When access to the aneurysm may be difficult, the surgeon may wish to apply a temporary clip. This stops the blood flow in a small portion of the cerebral circulation. Obviously, this may cause ischaemia. If the CMRO2 can be reduced, then the period of ischaemia can be prolonged.
Many methods have been tried. None has been an undisputed success.
Hypothermia has been intermittently in and out of fashion. The Intraoperative Hypothermia for Aneurysm Surgery Trial (IHAST) of 1001 patients found mild hypothermia (33°C vs 36.5°C) did not improve the neurological outcome after clipping, as judged by comparing GCS at 90 days post-operatively. This study also noted the following:
◆ Post-operative bacteraemia was commoner in the hypothermic group (5% vs 3%)

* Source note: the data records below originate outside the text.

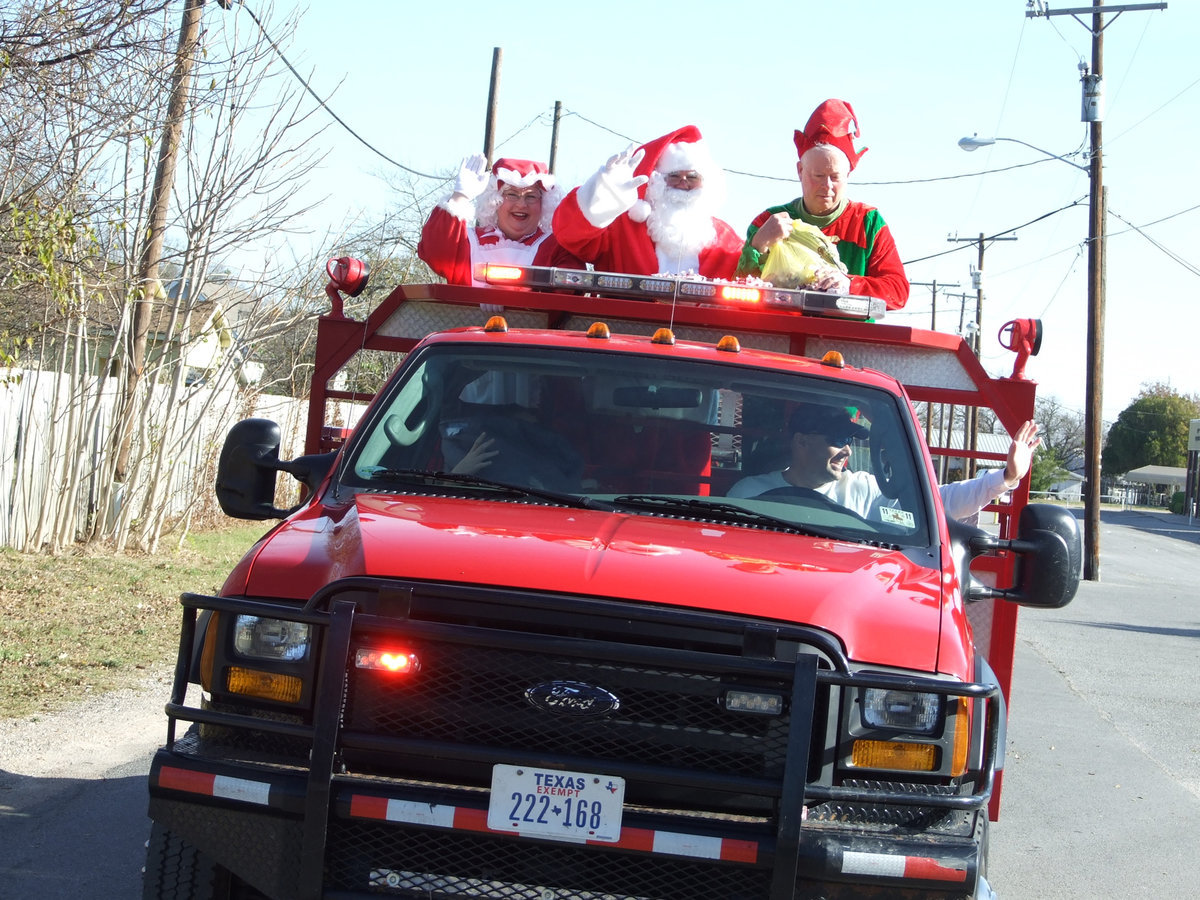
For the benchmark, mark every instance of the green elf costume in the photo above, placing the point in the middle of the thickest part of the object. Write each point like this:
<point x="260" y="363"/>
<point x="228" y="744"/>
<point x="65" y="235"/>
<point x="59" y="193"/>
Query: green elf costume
<point x="864" y="240"/>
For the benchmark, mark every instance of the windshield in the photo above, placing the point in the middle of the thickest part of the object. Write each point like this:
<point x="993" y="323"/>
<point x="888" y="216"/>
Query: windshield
<point x="648" y="436"/>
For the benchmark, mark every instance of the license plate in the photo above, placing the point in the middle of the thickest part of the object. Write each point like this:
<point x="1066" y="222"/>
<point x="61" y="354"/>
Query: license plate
<point x="561" y="805"/>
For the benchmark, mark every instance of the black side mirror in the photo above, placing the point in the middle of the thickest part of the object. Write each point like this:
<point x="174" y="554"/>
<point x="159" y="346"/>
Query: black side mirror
<point x="1049" y="558"/>
<point x="246" y="471"/>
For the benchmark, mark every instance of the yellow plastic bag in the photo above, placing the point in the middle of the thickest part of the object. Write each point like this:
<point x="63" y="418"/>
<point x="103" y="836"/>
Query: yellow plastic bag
<point x="795" y="261"/>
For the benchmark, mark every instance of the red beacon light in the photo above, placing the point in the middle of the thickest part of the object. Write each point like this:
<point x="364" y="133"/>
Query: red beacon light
<point x="739" y="294"/>
<point x="396" y="661"/>
<point x="347" y="275"/>
<point x="1024" y="337"/>
<point x="503" y="274"/>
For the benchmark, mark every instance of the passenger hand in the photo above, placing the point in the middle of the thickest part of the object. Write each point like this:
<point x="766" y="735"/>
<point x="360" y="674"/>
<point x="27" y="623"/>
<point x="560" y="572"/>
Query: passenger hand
<point x="831" y="280"/>
<point x="478" y="459"/>
<point x="473" y="177"/>
<point x="1020" y="454"/>
<point x="618" y="172"/>
<point x="773" y="231"/>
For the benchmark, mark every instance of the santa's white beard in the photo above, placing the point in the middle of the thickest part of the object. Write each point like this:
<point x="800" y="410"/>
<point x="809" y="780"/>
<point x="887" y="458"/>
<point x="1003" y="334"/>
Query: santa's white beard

◆ 25% of the hypothermic group were still intubated 2 hours post-operatively. That said, so were 13% of the normothermic group.
Summary
As mentioned in Case 7.3, although the majority of SAHs caused by berry aneurysms can now be treated with an endovascular procedure, there will still be a need to treat some aneurysms with the older clipping technique for the foreseeable future. This may require the placement of a temporary clip to allow better access to the aneurysm. This will be applied for as short a time as possible, but this period can be prolonged if the CMRO2 is reduced, necessitating neuroprotection. Methods of affecting this are controversial.
The rehabilitation of a patient after an SAH is an important component of management.